Reading vol. 8 of Germany and the Second World War, I was shocked to find it repeating the myths of the Eastern Front about the supposed Soviet "human wave" attacks which I thought were dispelled by modern Western historians like Glantz who utilize the Russian archives. Yet here the authors cite B. Liddell Hart and other old Western secondary sources to the effect that "the Germans were forced to concede ground because of the pressure of sheer weight of numbers against them" comparing the Soviet advance to a steamroller. The volume also disregards official Soviet reports as propaganda and instead cites revisionist Russian historians like Sokolov while at the same time accepts at face value official documents compiled by the Wehrmacht. Can I trust this work of history or have the authors allowed their German patriotism to distort their historical research?
I have not read the majority of Das Deutsche Reich und der Zweite Weltkrieg and do not currently have library access, would you be able to provide longer-form quotations covering the biased bits here? I will say that some of the papers I've read which draw heavily on Vol. VIII of the book did also seem to repeat some worn-out myths, and I've had my suspicions. Krisztian Ungvary is one of the co-authors for Vol. VIII, and he is a rather markedly anti-Soviet author so that perhaps signposts some of the biases that could be at play.
I can't speak to the official German history of WW2, but as somebody who did his MA thesis on the World War I British Cavalry, I have some serious issues in general with Basil Liddell Hart.

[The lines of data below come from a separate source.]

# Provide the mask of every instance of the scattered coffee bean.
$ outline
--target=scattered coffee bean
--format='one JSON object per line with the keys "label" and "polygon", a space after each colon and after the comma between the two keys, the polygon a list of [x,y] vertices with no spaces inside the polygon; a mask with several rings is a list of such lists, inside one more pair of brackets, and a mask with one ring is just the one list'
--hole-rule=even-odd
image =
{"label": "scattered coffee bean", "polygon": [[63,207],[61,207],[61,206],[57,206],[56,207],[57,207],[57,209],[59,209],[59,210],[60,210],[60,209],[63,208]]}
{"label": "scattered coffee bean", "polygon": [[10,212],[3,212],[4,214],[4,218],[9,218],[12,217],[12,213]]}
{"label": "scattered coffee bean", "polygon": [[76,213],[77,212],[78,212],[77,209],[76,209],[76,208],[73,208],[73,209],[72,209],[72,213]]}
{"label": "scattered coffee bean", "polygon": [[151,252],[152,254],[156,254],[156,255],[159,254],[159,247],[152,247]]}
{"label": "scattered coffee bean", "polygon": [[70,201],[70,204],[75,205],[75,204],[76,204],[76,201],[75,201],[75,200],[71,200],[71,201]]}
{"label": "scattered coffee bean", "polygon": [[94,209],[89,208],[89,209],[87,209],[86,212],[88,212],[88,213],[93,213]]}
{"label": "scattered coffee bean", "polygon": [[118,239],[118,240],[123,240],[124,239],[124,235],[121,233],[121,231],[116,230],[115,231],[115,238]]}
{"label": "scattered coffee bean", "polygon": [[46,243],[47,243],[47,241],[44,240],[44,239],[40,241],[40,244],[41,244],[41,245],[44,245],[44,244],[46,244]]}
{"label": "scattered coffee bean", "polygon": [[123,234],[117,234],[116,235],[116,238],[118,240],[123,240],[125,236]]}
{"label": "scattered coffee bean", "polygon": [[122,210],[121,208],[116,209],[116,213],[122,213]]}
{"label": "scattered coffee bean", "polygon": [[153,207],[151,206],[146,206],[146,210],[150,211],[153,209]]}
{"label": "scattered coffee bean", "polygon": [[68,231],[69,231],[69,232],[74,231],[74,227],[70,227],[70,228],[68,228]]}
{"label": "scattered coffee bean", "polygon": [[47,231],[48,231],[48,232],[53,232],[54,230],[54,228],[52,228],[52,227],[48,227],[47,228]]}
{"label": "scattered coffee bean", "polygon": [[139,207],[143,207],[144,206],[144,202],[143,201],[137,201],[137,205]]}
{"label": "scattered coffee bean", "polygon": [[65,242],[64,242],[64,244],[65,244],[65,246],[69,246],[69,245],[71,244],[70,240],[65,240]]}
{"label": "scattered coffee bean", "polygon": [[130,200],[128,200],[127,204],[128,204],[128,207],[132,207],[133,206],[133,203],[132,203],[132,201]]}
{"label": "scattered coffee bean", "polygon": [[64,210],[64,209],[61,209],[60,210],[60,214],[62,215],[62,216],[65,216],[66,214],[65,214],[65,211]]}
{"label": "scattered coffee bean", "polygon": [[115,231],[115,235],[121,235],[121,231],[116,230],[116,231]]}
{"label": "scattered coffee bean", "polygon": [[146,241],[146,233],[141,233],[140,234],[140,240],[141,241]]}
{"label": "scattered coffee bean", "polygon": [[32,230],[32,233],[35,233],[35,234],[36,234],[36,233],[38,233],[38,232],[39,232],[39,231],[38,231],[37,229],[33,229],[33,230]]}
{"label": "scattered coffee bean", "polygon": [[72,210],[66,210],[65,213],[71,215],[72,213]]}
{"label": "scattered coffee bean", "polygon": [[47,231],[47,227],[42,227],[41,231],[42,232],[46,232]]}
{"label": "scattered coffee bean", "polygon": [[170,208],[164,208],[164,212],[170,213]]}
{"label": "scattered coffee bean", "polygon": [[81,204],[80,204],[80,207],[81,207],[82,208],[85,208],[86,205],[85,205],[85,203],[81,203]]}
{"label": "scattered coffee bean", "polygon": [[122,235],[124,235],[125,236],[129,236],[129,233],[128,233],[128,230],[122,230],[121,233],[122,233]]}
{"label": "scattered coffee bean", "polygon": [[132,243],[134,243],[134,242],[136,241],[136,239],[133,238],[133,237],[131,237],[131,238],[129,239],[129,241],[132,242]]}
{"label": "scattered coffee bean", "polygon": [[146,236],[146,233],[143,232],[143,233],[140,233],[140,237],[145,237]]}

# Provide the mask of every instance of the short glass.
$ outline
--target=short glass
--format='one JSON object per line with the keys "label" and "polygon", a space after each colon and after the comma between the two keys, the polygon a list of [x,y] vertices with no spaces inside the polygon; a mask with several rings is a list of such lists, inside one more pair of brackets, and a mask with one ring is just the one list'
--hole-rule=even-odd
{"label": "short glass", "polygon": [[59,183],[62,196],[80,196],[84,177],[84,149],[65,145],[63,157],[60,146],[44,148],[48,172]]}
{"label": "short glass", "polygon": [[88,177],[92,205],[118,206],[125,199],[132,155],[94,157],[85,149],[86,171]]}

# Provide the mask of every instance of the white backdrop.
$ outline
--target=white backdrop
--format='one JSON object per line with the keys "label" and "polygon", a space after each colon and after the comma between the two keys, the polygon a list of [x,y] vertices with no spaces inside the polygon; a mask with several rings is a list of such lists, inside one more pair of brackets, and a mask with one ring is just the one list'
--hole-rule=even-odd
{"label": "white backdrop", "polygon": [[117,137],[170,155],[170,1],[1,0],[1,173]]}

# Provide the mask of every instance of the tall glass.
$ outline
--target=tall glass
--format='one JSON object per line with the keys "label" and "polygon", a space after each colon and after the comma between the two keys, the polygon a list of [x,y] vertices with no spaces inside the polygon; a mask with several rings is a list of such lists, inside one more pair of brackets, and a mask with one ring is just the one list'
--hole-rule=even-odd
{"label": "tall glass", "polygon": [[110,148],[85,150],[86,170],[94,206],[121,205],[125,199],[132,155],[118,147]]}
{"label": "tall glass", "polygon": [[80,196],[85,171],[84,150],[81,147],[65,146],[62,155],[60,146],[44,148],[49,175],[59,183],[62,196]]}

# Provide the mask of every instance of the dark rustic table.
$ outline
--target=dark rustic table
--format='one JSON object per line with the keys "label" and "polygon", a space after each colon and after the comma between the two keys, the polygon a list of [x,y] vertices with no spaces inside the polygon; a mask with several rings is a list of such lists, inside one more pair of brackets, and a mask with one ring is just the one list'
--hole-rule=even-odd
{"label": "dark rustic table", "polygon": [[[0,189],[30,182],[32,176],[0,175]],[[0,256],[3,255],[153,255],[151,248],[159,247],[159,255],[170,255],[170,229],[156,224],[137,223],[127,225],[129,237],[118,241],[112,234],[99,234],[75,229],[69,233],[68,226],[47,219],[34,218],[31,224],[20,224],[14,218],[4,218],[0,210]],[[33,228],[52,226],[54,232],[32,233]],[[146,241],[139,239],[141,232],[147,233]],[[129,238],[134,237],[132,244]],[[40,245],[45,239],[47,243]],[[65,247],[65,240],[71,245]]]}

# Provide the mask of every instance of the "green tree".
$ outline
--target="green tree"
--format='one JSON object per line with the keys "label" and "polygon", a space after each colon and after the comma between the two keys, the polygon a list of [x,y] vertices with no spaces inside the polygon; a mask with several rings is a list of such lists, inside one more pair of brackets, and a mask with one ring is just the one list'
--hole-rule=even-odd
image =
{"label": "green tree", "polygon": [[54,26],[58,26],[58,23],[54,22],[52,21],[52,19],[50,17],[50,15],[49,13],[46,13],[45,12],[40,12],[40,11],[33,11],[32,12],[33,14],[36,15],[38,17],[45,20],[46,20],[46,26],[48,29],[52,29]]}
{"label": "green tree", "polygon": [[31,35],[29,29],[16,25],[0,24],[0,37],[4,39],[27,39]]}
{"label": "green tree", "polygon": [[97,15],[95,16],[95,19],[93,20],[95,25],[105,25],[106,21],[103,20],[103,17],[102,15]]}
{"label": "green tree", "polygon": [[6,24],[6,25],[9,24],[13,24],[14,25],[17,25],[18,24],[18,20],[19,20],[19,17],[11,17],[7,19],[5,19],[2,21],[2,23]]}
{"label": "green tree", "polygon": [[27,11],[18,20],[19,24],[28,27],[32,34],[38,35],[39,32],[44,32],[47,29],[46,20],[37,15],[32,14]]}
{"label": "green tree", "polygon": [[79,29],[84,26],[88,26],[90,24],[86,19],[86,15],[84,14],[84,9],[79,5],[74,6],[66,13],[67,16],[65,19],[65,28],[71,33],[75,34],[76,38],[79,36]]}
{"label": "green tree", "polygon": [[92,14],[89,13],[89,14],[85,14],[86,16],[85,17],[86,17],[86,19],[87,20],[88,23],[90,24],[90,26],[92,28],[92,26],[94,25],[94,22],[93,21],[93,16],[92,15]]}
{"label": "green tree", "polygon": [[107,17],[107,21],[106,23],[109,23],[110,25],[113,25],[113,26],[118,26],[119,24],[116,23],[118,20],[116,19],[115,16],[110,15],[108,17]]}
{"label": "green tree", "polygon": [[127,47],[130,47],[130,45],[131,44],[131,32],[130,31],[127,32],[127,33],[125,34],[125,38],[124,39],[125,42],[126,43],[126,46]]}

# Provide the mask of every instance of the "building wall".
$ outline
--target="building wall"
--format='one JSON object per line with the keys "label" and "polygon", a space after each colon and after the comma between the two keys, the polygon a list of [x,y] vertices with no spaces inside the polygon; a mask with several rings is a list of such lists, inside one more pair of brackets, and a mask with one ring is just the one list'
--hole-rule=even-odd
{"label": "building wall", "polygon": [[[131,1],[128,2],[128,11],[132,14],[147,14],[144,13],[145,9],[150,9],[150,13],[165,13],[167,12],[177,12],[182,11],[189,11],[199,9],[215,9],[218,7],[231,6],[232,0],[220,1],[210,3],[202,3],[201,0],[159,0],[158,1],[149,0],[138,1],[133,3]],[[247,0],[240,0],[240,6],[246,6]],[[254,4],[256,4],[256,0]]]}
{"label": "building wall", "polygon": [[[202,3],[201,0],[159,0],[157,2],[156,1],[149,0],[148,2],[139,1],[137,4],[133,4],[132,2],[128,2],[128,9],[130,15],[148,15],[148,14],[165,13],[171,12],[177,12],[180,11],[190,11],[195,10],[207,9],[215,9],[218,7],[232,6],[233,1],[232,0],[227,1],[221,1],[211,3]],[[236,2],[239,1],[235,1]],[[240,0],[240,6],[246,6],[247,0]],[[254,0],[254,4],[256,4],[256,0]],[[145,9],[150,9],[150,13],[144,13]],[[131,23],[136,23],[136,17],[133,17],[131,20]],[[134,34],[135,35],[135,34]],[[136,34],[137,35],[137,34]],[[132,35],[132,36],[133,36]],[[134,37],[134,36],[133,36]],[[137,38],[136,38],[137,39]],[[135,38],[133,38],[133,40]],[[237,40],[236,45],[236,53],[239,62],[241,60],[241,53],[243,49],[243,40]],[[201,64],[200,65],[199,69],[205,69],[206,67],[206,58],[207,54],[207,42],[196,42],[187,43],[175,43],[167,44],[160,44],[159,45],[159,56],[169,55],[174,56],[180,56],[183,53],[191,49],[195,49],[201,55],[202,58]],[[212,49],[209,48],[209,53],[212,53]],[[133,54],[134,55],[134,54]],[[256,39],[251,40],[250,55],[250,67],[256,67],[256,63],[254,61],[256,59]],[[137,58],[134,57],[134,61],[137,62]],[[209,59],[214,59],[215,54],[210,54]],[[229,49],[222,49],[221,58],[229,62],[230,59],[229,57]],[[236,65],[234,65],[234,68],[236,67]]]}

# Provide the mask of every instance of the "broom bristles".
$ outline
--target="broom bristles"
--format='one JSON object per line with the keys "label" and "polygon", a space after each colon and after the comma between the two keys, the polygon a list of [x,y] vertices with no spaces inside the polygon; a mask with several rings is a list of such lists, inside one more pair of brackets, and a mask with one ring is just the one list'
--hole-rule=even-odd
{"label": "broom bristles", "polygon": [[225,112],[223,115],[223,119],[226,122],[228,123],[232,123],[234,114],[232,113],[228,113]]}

The man didn't last long on the Western Front, and then proceeded to depict the British senior officers as incompetent idiots, giving rise to the "lions led by donkeys" thesis that has been thoroughly debunked in professional circles. And, having also done primary source research on what the British infantry and military in general were working on between 1905 and 1914 (doing your MA at a military college has its benefits), most of the articles are about how to deal with trenches (due to the fact that the Russo-Japanese War was a trench war, and horrified the military observers who were there)...except for two main writers: J.F.C. Fuller and Basil Liddell Hart.
So, based on the level of sheer distortion that he imposed on the history of the British army in the Great War, I'm not inclined to trust Liddell Hart on anything historic.
(Apologies for the rant, but it seemed at least marginally appropriate.)